We have the elliptic curve Kummer sequence
$$0 \to E[n] \to E \to E \to 0,$$
Here I denote by $E[n]$ the $n$-torsion group scheme of $E$. Applying Galois cohomology we obtain
$$0 \to E(\mathbb{Q})/nE(\mathbb{Q}) \to H^1(\mathbb{Q}, E[n]) \to H^1(\mathbb{Q}, E)[n] \to 0.$$
By the Mordell-Weil theorem, the group $E(\mathbb{Q})/nE(\mathbb{Q})$ is finite (its cardinality grows roughly like $n^{\mathrm{rank}(E)}$).
Thus it suffices to show that $H^1(\mathbb{Q}, E[n])$ is infinite. I think that this should be some general property of Galois cohomology for non-trivial finite abelian group schemes over number fields, which probably you already know about.

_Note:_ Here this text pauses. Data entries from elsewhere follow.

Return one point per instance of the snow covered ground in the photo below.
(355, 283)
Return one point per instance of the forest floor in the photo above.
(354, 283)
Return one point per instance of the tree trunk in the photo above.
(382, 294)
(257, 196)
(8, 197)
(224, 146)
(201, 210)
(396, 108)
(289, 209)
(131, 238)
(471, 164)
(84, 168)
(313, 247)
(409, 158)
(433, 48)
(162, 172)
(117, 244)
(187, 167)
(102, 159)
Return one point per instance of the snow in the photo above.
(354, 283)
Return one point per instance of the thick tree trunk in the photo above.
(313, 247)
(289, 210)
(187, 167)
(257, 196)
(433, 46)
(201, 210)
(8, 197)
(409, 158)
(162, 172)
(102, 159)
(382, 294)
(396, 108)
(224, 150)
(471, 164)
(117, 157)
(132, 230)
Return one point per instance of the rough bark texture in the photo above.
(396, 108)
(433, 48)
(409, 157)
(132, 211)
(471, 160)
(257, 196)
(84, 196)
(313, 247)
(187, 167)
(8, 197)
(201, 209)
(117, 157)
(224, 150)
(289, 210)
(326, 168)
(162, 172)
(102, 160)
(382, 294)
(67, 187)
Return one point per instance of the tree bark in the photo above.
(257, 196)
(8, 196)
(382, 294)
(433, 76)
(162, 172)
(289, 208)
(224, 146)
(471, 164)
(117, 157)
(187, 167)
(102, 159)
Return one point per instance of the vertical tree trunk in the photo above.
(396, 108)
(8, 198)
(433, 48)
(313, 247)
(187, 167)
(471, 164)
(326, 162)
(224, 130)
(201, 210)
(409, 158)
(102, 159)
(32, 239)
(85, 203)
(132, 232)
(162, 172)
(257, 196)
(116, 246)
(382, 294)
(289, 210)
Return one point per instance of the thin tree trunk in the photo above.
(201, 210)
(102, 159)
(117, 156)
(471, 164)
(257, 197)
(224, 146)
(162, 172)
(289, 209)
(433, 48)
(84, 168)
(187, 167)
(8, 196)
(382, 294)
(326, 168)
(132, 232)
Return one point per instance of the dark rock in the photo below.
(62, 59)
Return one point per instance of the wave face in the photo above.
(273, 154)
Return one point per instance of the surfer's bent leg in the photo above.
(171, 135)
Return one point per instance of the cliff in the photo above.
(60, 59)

Anyway, the argument should go as follows: Choose a splitting field $k/\mathbb{Q}$ for $E[n]$. We then apply inflation-restriction to obtain
$$0 \to H^1(\mathrm{Gal}(k/\mathbb{Q}), E[n]) \to H^1(\mathbb{Q}, E[n]) \to H^1(k, (\mathbb{Z}/n\mathbb{Z})^2)^{\mathrm{Gal}(k/\mathbb{Q})} \to H^2(\mathrm{Gal}(k/\mathbb{Q}), E[n]).$$
The first and the latter group are finite. The group $H^1(k, (\mathbb{Z}/n\mathbb{Z})^2)$ is clearly infinite, and I think that it is still infinite after taking Galois invariants. Though this last step is the part I did not fully check. Is it clear to you?